A New Business Environment
House prices have fallen, stock markets have declined, and consumer confidence has fallen sharply. In industry after industry, businesses are being severely challenged just to survive. In short, in little more than a year, prosperity has given way to credit crunch—and then recession.
But with such change comes opportunity. What is bad news for some is good news for others. In this economy, the businesses that outperform others will be those that exploit adversity to create a gap between themselves and the competition. There are lessons to be learned from the last economic downturn - Accenture analyzed the financial results of companies in the United States that had experienced the recession of 1990-1991 which clearly demonstrated that high-performance businesses took the bolder path. While remaining attentive to the current cost structure, they kept their eye always on the larger picture: building sustainable future value for the company and its shareholders.
Accenture research1 into the characteristics of high performance within procurement has also shown that companies that successfully position procurement as a strategic capability really do outperform the competition.
In procurement, the current economic conditions offer an ideal opportunity for an invigorated focus on costs. At a stroke, the concerns of a few months ago regarding resource scarcity and supply-constrained markets have declined significantly. Freight rates have fallen, bringing newly viable sources of supply into focus. Strains in the financial markets have raised the cost of working capital, leading to changes in the terms of business. In short, consolidation, currency swings and the credit crisis are rewriting the procurement paradigm.
Chief Procurement Officer Research
To investigate the impact in more detail, Accenture turned to the Accenture CPO Circle2—an online, peer-to-peer, global community of chief procurement officers (CPOs). Accenture asked more than 300 members the current economic situation had affected them—and how they and their supply partners were responding3. Accenture then used the November 2008 Accenture CPO Circle roundtable session as a sounding board, calibrating and amplifying these views with particular reference to the actions that organizations are taking in response.

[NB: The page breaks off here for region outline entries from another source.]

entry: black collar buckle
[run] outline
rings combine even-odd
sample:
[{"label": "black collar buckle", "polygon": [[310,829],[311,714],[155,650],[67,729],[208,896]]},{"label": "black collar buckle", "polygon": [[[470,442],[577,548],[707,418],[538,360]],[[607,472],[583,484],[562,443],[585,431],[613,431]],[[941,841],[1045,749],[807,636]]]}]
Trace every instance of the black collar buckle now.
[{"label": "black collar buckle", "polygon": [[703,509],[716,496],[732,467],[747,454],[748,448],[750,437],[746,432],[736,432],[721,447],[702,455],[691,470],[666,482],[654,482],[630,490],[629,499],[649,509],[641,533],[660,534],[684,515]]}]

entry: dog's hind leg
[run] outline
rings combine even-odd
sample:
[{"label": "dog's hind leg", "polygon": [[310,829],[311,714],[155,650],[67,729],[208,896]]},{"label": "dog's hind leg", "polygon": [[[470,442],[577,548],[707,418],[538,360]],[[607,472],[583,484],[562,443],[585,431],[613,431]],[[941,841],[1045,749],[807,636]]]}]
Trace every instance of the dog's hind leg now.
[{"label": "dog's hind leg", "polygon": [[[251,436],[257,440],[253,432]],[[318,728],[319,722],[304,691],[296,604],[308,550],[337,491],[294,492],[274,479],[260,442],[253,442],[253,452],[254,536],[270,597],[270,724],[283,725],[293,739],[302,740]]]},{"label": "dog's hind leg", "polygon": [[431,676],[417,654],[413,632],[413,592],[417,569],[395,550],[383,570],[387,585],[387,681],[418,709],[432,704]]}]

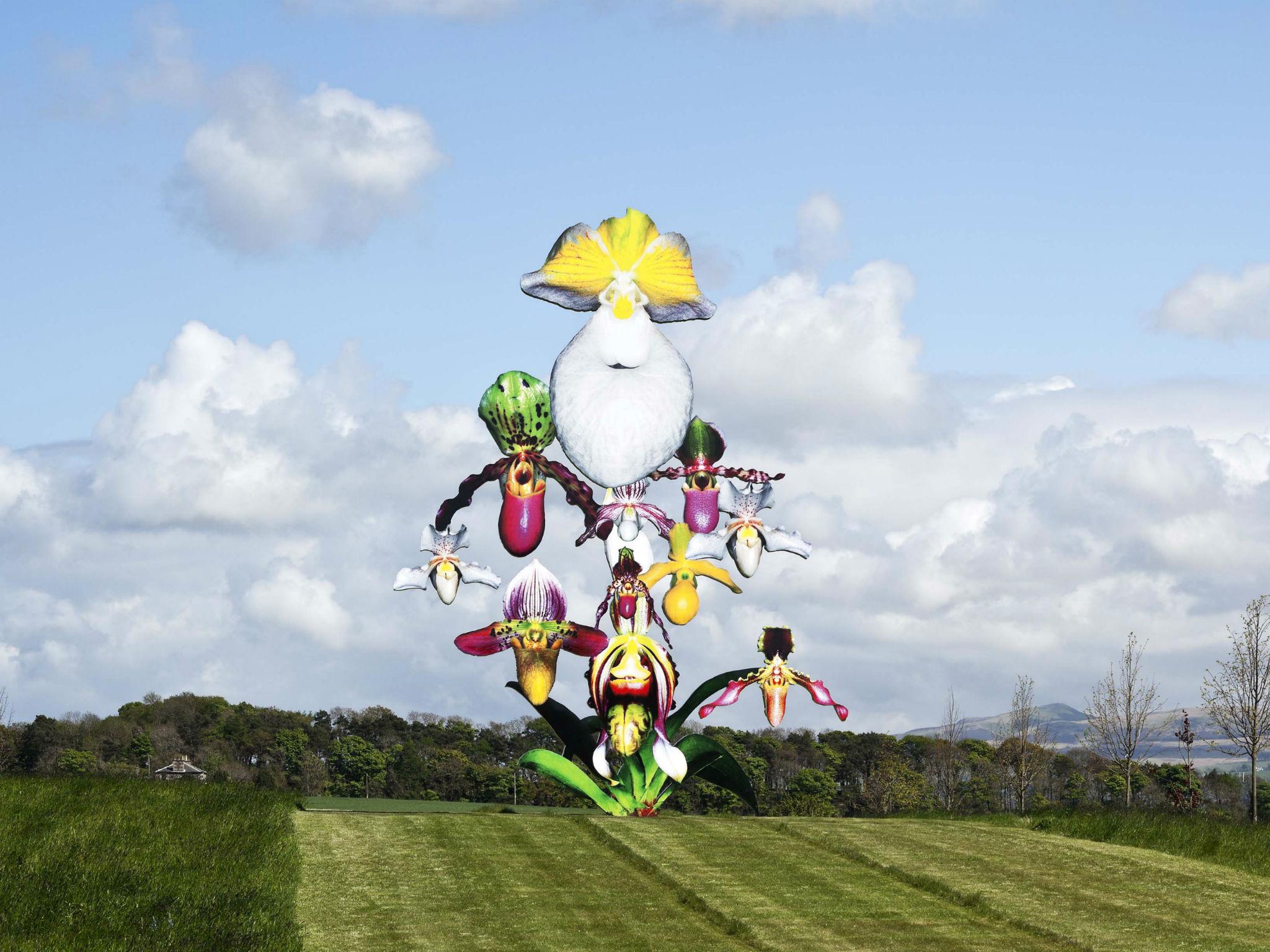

The results are enlightening. There is indeed a new business environment emerging—presenting an opportunity for procurement masters to deliver still greater value to their organizations’ bottom lines.
Our survey respondents-and the CPOs we spoke to at the Accenture CPO Circle event—were of one mind. In today’s new business environment, significant opportunities are there to be had. And procurement leaders are playing a prominent role in seizing those opportunities, moving beyond the function’s traditional boundaries and helping to shape their business’s strategic options.
Without exception, heads of procurement believe that the downturn is having an impact on them and their supplier organizations. What’s more, as Figure 1 shows, three-quarters of them say that it is “significantly affecting” their procurement functions.
Virtually no part of the procurement process, function or organization is unaffected—from workload to resource provision and from supplier relationships to talent management, the new business environment is undeniably posing fresh challenges.
Budgets and Deliverables
Typically, procurement leaders said in the survey that they are being asked to do more, with a lower cost-base. As Figure 2 shows, for instance, more than half of the respondents reported that procurement budgets have been cut—and for many by as much as 15 percent. Yet, at the same time, savings targets have increased, with almost one in five CPOs required to deliver additional savings of 15 percent or more.